Entretien avec Timothée Calame.

 

 

Timothée Calame est artiste plasticien et l’un des interprètes principaux du premier long-métrage « Occupy the Pool » de Seob Kim Boninsegni, produit par Offshore et présenté en compétition et première mondiale au GIFF – Geneva International Film Festival en 2015.

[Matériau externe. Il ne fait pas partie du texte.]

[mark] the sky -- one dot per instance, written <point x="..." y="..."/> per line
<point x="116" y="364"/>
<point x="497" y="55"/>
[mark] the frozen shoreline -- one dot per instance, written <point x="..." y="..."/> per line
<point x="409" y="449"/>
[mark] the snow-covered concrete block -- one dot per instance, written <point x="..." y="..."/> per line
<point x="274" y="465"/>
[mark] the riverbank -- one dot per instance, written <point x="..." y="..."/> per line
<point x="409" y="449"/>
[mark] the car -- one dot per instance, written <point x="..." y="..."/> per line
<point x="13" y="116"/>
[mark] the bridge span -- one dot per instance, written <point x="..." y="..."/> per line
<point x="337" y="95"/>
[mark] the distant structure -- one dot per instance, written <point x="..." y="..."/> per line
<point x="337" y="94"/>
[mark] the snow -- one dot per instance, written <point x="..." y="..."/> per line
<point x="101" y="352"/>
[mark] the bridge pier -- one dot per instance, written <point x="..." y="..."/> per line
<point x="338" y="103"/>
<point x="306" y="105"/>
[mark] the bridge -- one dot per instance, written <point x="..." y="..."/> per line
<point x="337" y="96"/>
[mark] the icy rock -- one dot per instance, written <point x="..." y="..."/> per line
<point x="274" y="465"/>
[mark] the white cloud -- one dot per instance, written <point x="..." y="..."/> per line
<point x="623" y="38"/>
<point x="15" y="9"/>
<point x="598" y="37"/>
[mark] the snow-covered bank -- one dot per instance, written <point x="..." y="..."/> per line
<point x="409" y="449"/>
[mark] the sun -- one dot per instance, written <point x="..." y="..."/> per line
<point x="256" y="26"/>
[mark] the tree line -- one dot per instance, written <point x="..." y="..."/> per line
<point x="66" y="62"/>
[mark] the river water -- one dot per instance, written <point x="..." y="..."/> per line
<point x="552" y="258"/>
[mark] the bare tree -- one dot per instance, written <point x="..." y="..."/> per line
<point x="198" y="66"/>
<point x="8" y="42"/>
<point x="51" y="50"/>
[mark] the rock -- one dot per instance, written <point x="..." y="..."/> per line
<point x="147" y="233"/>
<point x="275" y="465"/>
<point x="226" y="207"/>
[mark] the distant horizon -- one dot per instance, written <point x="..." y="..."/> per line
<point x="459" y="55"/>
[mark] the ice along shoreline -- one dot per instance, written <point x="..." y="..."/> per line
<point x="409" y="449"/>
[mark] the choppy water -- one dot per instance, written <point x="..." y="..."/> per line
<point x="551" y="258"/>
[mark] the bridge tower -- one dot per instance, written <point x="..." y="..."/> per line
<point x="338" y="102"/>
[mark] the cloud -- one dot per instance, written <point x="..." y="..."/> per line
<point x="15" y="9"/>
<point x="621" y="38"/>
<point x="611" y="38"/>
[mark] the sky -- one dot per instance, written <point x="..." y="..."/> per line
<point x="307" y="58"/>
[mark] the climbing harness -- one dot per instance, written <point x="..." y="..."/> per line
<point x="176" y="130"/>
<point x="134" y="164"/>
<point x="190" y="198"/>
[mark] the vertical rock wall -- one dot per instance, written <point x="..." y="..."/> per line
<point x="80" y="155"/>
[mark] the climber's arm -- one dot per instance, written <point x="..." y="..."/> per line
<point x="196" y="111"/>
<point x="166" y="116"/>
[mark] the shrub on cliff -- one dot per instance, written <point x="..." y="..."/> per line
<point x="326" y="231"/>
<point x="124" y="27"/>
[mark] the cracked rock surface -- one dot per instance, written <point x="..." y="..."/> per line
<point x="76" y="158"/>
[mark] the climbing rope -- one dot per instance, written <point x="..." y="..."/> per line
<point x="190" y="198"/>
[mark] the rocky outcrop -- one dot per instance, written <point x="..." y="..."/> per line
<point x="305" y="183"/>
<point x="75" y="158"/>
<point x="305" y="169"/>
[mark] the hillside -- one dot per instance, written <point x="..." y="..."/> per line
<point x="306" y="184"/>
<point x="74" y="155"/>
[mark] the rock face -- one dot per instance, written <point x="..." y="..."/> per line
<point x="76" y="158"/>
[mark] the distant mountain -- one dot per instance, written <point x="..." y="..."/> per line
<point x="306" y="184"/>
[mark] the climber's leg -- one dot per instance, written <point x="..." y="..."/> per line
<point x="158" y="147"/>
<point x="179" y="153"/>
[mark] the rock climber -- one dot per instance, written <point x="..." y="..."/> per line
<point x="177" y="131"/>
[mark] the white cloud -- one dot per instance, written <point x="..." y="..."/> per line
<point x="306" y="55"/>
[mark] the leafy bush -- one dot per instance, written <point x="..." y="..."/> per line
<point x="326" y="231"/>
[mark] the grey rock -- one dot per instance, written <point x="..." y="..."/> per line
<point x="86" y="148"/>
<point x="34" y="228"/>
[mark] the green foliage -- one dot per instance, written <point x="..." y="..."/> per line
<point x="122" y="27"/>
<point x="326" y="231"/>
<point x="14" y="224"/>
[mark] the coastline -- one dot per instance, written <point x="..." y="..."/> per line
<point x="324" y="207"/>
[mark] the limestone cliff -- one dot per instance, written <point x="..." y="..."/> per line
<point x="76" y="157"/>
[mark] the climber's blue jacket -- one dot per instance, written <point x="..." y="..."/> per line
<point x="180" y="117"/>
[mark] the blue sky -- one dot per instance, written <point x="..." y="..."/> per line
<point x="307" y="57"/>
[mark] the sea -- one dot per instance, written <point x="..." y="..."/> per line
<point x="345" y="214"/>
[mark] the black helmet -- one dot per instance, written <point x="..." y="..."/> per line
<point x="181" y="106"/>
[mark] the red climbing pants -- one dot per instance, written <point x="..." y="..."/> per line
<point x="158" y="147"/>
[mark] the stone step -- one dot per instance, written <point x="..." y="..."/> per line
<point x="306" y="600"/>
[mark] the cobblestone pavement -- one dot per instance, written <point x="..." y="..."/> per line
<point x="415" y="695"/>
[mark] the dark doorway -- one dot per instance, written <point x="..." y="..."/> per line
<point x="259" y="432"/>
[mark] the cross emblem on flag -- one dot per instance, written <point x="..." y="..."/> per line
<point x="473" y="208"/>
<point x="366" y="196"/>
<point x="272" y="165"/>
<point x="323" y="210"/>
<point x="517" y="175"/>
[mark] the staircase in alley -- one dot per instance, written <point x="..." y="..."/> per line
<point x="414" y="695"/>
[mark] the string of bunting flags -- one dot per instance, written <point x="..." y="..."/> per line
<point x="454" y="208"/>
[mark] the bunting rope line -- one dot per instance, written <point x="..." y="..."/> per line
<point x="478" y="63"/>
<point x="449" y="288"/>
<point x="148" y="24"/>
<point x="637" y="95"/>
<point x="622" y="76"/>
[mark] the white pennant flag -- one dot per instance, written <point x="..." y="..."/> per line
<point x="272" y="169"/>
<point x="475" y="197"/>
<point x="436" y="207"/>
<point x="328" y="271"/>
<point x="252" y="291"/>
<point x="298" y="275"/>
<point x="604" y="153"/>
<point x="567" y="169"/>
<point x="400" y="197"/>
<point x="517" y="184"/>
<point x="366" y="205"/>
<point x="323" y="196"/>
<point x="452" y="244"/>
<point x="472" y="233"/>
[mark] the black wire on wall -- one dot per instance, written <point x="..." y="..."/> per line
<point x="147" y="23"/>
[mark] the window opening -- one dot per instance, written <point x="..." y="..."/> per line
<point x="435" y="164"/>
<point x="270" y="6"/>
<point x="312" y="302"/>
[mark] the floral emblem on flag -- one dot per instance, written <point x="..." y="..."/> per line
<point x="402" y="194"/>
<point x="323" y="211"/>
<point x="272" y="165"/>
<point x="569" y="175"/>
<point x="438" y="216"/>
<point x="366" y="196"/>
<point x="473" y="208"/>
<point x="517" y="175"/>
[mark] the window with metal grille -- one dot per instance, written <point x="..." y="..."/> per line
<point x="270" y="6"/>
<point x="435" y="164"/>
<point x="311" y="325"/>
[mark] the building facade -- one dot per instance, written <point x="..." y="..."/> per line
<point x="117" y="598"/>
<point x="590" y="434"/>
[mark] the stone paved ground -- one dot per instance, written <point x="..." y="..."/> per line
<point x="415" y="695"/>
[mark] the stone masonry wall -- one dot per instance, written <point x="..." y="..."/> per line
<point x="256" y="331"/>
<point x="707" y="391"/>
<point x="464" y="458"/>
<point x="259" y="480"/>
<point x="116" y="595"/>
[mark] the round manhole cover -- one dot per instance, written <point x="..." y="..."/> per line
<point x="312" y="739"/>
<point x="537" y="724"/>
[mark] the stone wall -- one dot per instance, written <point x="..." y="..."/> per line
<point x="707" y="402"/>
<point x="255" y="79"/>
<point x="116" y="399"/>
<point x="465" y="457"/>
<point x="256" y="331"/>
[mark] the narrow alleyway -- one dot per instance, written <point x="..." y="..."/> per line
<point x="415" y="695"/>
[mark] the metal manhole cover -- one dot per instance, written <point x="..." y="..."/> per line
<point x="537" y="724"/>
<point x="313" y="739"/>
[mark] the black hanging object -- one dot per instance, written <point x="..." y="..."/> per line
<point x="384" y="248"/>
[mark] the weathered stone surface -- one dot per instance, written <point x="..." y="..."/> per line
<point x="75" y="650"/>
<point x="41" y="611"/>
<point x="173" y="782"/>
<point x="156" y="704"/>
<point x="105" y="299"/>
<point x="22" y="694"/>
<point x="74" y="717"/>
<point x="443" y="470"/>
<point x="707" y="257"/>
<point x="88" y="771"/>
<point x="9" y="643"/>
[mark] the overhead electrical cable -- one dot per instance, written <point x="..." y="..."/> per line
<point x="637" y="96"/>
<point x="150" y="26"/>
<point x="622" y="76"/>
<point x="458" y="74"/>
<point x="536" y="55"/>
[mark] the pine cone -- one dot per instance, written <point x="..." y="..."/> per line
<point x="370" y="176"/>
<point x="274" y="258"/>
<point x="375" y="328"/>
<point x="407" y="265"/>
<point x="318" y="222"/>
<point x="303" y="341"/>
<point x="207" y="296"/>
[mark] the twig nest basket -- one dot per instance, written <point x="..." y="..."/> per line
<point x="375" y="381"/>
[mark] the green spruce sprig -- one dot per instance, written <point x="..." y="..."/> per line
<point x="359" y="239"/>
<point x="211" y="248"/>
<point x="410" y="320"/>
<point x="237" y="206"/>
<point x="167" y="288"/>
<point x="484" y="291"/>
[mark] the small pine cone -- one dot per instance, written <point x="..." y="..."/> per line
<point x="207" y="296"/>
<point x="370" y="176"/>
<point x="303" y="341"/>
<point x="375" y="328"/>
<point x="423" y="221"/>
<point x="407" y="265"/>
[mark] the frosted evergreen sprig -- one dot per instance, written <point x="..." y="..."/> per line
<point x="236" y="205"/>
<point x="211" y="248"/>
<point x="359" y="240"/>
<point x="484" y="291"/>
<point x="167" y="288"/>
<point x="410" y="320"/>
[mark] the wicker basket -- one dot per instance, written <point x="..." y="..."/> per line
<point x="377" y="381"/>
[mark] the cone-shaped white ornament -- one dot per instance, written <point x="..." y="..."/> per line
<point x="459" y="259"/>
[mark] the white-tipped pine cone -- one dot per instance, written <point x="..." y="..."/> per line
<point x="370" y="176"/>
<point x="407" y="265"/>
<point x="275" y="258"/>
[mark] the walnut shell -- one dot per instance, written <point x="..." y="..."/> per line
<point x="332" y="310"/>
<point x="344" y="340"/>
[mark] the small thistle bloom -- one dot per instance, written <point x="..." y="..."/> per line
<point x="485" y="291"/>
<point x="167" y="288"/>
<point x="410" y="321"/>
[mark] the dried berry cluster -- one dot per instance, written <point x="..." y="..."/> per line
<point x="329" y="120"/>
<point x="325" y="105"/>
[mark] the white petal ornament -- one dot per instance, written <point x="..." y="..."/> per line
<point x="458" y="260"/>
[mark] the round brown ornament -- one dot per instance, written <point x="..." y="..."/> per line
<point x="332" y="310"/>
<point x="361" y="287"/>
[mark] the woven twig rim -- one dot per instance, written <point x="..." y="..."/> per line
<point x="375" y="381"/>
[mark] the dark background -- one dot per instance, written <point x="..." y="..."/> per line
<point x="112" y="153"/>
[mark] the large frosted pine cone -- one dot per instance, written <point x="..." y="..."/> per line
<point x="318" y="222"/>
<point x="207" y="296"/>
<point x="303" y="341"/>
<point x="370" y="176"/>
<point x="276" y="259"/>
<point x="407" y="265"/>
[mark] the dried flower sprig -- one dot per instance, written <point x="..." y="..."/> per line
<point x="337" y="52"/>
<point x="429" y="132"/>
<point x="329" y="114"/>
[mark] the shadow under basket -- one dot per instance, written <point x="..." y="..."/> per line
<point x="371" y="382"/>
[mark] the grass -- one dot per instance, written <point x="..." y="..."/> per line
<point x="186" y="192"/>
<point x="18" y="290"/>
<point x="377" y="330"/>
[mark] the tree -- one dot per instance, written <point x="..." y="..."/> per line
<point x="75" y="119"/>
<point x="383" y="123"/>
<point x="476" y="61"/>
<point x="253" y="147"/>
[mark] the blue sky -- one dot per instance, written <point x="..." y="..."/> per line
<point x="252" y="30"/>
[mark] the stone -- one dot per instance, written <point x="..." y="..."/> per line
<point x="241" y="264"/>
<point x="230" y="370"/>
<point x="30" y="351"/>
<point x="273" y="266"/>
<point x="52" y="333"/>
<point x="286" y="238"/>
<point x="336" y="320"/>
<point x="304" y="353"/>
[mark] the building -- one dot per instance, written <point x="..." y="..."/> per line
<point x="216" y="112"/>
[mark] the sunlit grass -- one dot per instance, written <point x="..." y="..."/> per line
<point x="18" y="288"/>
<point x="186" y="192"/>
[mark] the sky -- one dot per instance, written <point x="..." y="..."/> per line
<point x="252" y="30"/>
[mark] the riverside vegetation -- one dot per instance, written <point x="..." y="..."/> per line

Entre personnage fictif et incarnation documentaire inspirée de sa propre vie d’étudiant à la HEAD – Haute Ecole d’art et de design de Genève, Timothée Calame donne souffle et chair à la génération Y, que l’on se contente sans doute trop facilement de qualifier de désabusée. Dans cet entretien, il sera question ici de fêtes, mais aussi de marché du travail, de responsabilité et de choix de vie quand on a 20 ans et que l’on veut se consacrer pleinement à une activité artistique dans la réalité économique de ce monde.

 

 

Vivre d’un métier d’art

Une expérience générationnelle.

Je me reconnais aujourd’hui sans me reconnaître dans Occupy the Pool. C’est une question de sensibilité et d’état d’âme qui ne sont plus les mêmes aujourd’hui. J’avais 21 ou 22 ans quand j’ai fait ce film. C’est une période où il s’est passé des choses assez fortes dans ma vie. Je crois qu’il y a une sorte de passage, quelque chose de chimique qui se passe à cet âge-là. Comme l’observe Soeb Kim Boninsegni le réalisateur, notre génération est laissée pour compte, mais je ne pense pas que ce soit propre à cette époque. L’écart existe forcément entre les jeunes et les plus anciens, et je ne le vois pas forcément comme un mal. Plus le sentiment d’abandon est intense et plus cela pousse les gens à s’organiser de façon autonome. Ce que l’on voit dans le film correspond à ce qu’il se passait à l’époque entre nous. Nous avions des espèces de rituels en commun, des modalités de partage et de consommation. Toutes ces fêtes, toutes ces soirées, nous en avons peut-être tiré et appris quelque chose. Nous y avons peut-être aussi perdu des plumes alors que d’autres ont poussé…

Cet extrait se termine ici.